Healy still a wanted man in Prague?

A rather pertinent point has been raised by David Healy himself, who has reminded the IFA that his return to the Czech Republic may allow a rather sticky legal situation to re-emerge arising from Northern Ireland’s previous visit in 2001.

Back then the GAWA had travelled in substantial numbers to Prague and on the day of the match were transported to Teplice, several hours away and close to the German border, in an endless convoy of coaches. A small square close to the stadium was colonised and several hours of beer and song were shared with Czech supporters. An emergent striker called Milan Baros played a role in the Czech’s 3-1 win, coming off the bench to score a goal in stoppage time, after Kuka’s 88th minute strike had finally edged his side in front. I had missed Phil Mulryne’s equaliser, having already made a move to the refreshments queue just prior to half-time.

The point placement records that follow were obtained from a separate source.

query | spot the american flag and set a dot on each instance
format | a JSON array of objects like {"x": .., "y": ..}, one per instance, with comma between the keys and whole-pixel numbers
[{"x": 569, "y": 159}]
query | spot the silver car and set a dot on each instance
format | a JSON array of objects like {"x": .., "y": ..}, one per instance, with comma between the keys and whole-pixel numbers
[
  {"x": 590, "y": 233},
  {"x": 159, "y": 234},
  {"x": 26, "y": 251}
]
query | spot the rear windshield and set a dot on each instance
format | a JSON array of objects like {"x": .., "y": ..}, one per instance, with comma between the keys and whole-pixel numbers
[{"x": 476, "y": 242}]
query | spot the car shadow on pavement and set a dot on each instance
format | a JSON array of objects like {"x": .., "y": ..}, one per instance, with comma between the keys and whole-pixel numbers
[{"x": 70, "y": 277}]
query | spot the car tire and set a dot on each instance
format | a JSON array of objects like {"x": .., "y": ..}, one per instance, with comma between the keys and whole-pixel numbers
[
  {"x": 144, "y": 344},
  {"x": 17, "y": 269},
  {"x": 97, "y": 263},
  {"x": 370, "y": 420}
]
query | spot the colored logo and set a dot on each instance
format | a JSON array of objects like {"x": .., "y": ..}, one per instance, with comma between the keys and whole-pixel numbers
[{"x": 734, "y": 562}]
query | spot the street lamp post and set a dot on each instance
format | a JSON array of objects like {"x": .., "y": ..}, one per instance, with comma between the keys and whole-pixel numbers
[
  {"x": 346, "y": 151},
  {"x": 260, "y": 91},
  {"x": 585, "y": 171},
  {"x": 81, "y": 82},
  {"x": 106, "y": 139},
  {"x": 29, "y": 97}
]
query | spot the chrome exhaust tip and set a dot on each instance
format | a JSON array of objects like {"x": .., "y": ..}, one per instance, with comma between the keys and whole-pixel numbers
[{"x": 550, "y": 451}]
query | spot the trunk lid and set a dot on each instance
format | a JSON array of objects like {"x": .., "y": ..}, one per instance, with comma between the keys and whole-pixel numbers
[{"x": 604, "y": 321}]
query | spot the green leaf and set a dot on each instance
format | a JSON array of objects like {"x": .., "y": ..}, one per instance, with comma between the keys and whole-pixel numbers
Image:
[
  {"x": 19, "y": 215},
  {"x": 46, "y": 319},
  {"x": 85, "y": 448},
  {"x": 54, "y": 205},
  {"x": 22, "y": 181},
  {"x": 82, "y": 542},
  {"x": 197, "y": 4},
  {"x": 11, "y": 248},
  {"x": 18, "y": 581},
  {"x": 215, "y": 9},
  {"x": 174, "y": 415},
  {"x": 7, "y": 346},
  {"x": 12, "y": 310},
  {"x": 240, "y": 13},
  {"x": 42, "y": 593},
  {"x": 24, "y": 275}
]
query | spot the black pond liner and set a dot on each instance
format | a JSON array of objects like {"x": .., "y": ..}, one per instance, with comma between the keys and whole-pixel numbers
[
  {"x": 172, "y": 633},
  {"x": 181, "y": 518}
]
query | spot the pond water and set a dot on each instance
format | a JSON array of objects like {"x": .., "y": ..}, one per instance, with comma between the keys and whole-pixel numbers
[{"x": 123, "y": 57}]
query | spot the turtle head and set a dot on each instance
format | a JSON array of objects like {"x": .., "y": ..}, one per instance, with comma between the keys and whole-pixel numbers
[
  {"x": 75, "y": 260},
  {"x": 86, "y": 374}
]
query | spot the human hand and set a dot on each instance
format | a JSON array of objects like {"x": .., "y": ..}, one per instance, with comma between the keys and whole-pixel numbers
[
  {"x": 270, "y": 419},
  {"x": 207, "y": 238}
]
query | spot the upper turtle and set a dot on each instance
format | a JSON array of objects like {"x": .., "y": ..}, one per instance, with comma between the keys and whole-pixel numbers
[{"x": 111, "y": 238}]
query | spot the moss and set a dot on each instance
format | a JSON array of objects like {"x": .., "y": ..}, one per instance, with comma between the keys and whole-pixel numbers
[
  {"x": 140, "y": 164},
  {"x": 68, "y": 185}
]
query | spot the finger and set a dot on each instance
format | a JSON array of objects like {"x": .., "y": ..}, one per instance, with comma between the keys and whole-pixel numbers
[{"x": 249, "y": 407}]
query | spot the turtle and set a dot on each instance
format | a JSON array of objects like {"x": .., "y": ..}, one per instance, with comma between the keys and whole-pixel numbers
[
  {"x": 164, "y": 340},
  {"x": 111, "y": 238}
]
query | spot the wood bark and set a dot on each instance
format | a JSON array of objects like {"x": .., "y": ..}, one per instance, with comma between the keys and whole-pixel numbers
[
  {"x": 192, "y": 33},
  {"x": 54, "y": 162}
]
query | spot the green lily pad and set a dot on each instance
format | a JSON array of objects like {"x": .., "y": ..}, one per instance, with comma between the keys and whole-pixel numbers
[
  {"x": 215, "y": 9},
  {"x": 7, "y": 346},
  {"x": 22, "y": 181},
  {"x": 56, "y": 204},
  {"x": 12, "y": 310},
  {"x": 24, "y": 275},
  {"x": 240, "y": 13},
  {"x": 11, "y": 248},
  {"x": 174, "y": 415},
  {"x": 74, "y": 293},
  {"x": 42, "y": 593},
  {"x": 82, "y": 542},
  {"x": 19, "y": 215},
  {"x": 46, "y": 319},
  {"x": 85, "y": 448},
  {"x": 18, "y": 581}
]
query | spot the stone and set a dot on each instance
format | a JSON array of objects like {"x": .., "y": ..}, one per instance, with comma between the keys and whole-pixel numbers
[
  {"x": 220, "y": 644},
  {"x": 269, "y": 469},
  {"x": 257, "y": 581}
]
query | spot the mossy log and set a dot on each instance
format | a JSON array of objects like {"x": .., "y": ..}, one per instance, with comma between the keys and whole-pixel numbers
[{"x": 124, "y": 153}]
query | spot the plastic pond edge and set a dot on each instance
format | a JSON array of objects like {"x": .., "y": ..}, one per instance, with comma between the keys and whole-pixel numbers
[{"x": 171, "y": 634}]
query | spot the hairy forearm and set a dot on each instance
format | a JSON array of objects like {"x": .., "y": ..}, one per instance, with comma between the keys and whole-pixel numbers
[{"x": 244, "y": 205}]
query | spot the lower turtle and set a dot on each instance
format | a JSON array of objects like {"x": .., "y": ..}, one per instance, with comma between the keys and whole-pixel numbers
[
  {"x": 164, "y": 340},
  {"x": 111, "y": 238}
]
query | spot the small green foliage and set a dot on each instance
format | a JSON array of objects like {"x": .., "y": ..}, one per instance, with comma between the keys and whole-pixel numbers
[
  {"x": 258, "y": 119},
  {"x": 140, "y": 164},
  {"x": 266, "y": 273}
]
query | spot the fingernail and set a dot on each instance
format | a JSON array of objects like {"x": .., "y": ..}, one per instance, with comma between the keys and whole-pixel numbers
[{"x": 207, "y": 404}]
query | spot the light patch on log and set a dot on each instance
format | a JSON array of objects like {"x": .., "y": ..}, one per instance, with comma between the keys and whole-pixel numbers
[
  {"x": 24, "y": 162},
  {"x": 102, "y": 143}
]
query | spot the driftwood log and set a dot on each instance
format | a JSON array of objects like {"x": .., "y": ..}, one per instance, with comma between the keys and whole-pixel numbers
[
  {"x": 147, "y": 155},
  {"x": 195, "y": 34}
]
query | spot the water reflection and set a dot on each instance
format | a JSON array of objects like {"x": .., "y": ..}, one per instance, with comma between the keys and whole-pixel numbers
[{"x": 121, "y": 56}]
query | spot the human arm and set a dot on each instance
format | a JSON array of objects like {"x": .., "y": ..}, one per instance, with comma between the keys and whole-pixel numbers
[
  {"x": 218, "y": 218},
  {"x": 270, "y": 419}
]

Having returned to Prague that evening and spent several hours in the legendary Thirsty Dog pub, a Ballymena / Coleraine detachment of GAWA foot soldiers were winding their way up Prague’s medieval Karlova when a rumour emerged that several of the players were in an adjacent bar. Sure enough a crepuscular basement venue was playing host to the goalscorer Mulryne, Peter Kennedy, Glenn Ferguson, Michael Hughes and the beknighted one himself – Sir David Healy of Killyleagh.

This venue was not to witness the bouncer attacking incident which was to earn this quintet, with Mulryne substituted for goalkeeping coach Tommy Wright, the title of “Prague 5”. That doubtful honour was reserved for the Atlas Cabaret club near Wenceslas Square. Our personal brush with greatness ended having secured photographs and insulted Glenn Ferguson by asking him to take one of us “with the players”. We moved on to another venue. Rumours emerged the next day that 5 players had been arrested. This proved to be the case. It was alleged that they had attacked a bouncer with a vase after he had demanded some outrageous sum to permit them to leave the nightclub. With typical competence the IFA left the next day after the players had been released and didn’t wait to see what the outworking of the incident would be.

Now of course, Healy is worried that returning to Prague, he’ll be met by the Czech police and arrested for a supposed attack on one of the extortionist thugs who man the door of Czech nightclubs.

Update: Jim Boyce says Healy will be grand. He doesn't actually quote any sources for his opinion or indeed provide any evidence to back it up. Nor does he say that he's actually checked with the Czech authorities.